La première phase de l’établissement de la société est l’établissement de la propriété ; Rousseau la signale en la détestant : « Le premier, dit-il, qui, ayant enclos un terrain, s’avisa de dire : Ceci est à moi ! et trouva des gens assez simples pour le croire, fut le vrai fondateur de la société civile. Que de crimes, de guerres, de meurtres, de misères et d’horreurs n’eût point épargnés au genre humain celui qui, arrachant les pieux ou comblant le fossé, eût crié à ses semblables : Gardez-vous d’écouter cet imposteur ! Vous êtes, perdus si vous oubliez que les fruits sont à tous et que la terre n’est à personne ! » L’anathème est éloquent ; mais bientôt Rousseau se ravise, et, songeant que, pour que l’homme arrive à l’idée de la propriété, il faut que d’autres idées aient précédé celle-là, il consent à ne pas prendre le premier propriétaire pour le premier coupable en ce monde. Il cherche un coupable plus ancien, un crime plus originel, la propriété n’étant qu’un des derniers degrés du développement de l’homme. Voyons donc les premiers. D’abord l’homme se retirait pour dormir sous le premier arbre venu ou dans une caverne ; il s’avisa un beau jour de creuser la terre ou de se faire une hutte de branchages : « ce fut là l’époque d’une première révolution qui forma l’établissement et la distinction des familles, et qui introduisit une sorte de propriété, d’où peut-être naquirent déjà bien des querelles et des combats[1]. » Ainsi l’homme sort de la promiscuité qui est la plus radicale égalité du monde ; il distingue sa famille, premier pas vers la décadence ; il a une cabane qu’il dit la sienne, second pas. La cabane amène le jardin ou l’agriculture, l’agriculture amène la propriété. « Les choses en cet état eussent encore pu demeurer égales, si les talens eussent été égaux ; » mais, voilà le malheur ! il y avait des forts et des faibles, des adroits et des maladroits, « et, en travaillant également, l’un gagnait beaucoup, tandis que l’autre avait peine à vivre. » J’entends. La décadence est consommée ; nous sommes arrivés par la société à l’inégalité.
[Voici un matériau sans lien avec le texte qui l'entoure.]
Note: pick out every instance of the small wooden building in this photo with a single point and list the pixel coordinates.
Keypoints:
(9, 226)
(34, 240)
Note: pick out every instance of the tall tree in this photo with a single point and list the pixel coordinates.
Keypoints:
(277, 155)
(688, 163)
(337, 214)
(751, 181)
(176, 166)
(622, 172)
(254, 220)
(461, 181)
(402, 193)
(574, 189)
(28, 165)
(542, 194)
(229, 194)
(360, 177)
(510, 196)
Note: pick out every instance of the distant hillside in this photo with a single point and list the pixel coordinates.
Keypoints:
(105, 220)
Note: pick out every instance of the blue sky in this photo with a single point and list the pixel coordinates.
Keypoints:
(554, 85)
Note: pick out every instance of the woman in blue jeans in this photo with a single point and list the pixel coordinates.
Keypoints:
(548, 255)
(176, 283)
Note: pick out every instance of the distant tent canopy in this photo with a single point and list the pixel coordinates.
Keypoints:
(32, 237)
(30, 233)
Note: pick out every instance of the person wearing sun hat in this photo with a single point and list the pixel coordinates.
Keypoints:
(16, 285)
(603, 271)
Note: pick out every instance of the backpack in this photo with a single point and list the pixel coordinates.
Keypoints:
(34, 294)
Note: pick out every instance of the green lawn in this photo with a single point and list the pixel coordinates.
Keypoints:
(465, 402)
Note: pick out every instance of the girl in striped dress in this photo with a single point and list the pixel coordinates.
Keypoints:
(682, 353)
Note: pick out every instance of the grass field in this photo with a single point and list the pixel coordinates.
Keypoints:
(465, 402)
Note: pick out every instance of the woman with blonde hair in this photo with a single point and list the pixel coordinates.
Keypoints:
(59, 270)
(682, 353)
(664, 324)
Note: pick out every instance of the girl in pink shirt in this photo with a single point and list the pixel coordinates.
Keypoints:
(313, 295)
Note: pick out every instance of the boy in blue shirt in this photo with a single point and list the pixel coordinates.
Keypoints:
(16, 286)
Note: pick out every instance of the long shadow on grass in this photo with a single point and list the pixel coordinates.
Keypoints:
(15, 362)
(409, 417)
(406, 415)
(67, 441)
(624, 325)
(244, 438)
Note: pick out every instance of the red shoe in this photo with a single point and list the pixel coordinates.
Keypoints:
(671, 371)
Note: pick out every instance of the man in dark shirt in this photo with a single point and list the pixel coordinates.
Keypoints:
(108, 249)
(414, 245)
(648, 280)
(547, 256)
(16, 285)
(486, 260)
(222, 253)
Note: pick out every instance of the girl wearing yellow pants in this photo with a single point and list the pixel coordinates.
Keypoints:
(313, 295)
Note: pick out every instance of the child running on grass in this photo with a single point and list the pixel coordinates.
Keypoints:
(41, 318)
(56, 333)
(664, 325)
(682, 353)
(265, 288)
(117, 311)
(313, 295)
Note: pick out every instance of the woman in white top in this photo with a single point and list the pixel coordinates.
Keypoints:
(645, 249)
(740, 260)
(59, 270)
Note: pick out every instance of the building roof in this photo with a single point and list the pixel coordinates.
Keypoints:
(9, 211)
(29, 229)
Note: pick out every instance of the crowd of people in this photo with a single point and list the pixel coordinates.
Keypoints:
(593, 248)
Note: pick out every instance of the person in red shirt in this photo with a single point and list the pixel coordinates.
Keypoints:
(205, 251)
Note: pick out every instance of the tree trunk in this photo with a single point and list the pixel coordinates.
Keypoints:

Ici Rousseau fait un tableau affreux de la société, et, s’il n’a pas flatté l’état naturel dans la peinture qu’il en a faite, il se dédommage des vérités qu’il s’est cru forcé de dire sur l’état naturel par les duretés qu’il dit à la société. « Une fois la société établie, dit Rousseau, être et paraître devinrent deux choses tout-à-fait différentes, et de cette

  1. Tome VII, p. 123.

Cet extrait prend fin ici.